Analysis of data from more than 14,700 people across five countries found that short periods of exercise that increases heart rate, such as cycling and climbing stairs, had a measurable benefit.
Using fitness tracker data, the UK and Australian researchers also calculated that as little as 20 additional minutes of exercise per day could lead to clinically meaningful cardiovascular risk reduction at the population level.
Writing in the journal Circulation they said walking was not enough and it had to be more vigorous exercise, including short bursts of running, to have an impact.
To look at the relationship between movement and blood pressure, they split the data into categories of sedentary behaviour, such as sitting, as well as slow walking, fast walking, standing and more vigorous exercise.
An average 24-hour day was made up of around seven hours of sleep, 10 hours of sedentary behaviour, three hours of standing, one hour of slow walking, one hour of fast walking, and just 16 minutes of exercise activities such as running and cycling.
Looking at the impact of replacing one type of activity with another, they found switching any less active behaviour with more vigorous exercise could lower systolic blood pressure by 0.68 mmHg and diastolic blood pressure by 0.54 mmHg.
To put this in context, at a population level, a 2 mmHg reduction in systolic blood pressure and a 1 mmHg reduction in diastolic blood pressure is equivalent to around a 10% reduction in cardiovascular disease risk, they said.
They estimated this could be achieved with around 20 minutes of exercise a day.

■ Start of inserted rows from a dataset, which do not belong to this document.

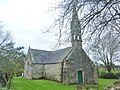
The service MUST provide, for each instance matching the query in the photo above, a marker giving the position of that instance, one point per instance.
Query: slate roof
(43, 57)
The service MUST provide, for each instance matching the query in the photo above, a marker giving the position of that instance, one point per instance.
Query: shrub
(118, 75)
(108, 75)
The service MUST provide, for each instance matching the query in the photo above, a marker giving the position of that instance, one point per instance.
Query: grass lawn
(24, 84)
(20, 83)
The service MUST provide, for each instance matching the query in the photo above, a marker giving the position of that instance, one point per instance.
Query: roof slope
(42, 56)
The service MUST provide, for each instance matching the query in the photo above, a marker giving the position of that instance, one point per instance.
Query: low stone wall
(114, 86)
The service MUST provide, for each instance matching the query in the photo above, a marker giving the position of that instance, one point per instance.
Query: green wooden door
(80, 77)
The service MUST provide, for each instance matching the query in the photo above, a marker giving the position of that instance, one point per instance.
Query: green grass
(105, 82)
(24, 84)
(20, 83)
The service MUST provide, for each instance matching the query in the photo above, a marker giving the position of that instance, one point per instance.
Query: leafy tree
(10, 61)
(107, 50)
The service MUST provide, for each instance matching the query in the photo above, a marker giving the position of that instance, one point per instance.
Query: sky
(26, 19)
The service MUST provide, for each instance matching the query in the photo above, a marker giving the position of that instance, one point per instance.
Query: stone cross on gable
(75, 28)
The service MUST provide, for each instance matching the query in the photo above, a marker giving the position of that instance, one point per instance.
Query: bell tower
(76, 37)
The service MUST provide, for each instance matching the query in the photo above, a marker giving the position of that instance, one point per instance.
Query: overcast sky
(25, 19)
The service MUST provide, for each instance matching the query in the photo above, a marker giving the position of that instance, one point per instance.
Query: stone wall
(38, 71)
(53, 71)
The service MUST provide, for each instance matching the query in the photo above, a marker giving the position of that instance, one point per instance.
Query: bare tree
(97, 17)
(107, 50)
(11, 61)
(5, 36)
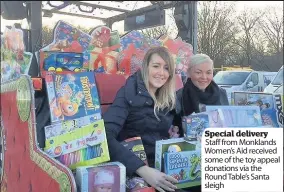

Study lead Dr Jo Blodgett, a senior research fellow at University College London, said for most people, exercise is key to reducing blood pressure, rather than less strenuous forms of movement such as walking.
‘The good news is that whatever your physical ability, it doesn’t take long to have a positive effect on blood pressure.
‘What’s unique about our exercise variable is that it includes all exercise-like activities, from climbing the stairs to a short cycling errand, many of which can be integrated into daily routines.’
But among those who do not do a lot of exercise, walking did still have some positive benefits for blood pressure, she added.
‘But if you want to change your blood pressure, putting more demand on the cardiovascular system through exercise will have the greatest effect,’ she said.
Professor Emmanuel Stamatakis, joint senior author and professor of physical activity, lifestyle, and population health at the University of Sydney, said despite high blood pressure being one of the biggest health issues globally, there may be relatively accessible ways to tackle the problem in addition to medication.
‘The finding that doing as little as five extra minutes of exercise or vigorous incidental activities per day could be associated with measurably lower blood pressure readings emphasises how powerful short bouts of higher intensity movement could be for blood pressure management.’